Big data isn't dying, Hadoop is, the tool that spurred an industry revolution to fuel the war on big data. Now, leading big data vendors such as Databricks are aligning themselves to better operate on structured data through ACID compliant databases (ie. Databricks Delta which has been open sourced as Delta Lake) operations that act similar to a relational databases. Essentially, taking the technology learned from the Apache ecosystem and maturing it to the point where one can operate on it as if it were a normal RDBMS. A counter to this idea is that data lakes often live in Hadoop environments, and business are continuing to build and invest in these as they continue to be relevant for unstructured data but Gartner analysts predict "By 2020, 30% of data lakes will be built on standard relational DBMS technology at equal or lower cost than Hadoop". We are seeing this possibility already with Microsoft's version of SQL Server 2019 where they are integrating Apache Spark right into the mix of their flagship database. After all, is not the the data we derive from unstructured data... structured?

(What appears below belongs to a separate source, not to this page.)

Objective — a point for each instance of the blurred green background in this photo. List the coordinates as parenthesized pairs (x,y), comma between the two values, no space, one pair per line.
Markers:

As these Hadoop systems begin their retirement, data warehouse\MPP technology continue their rise, and not only the tools but the way we model the data using techniques like Data Vault(invented by Dan Linstedt during his engagement with the U.S. Department of Defense), creating patterns and automating data integration, as well as how we think about and conduct our work using modern project management techniques like Agile data warehousing. HDFS systems in the cloud will continue to be used but for their original intent which is advanced analytics and largely will be based in the cloud.
The data warehouse never died no, but the understanding on it's role and capabilities seemed to for a time, walk out of the war room.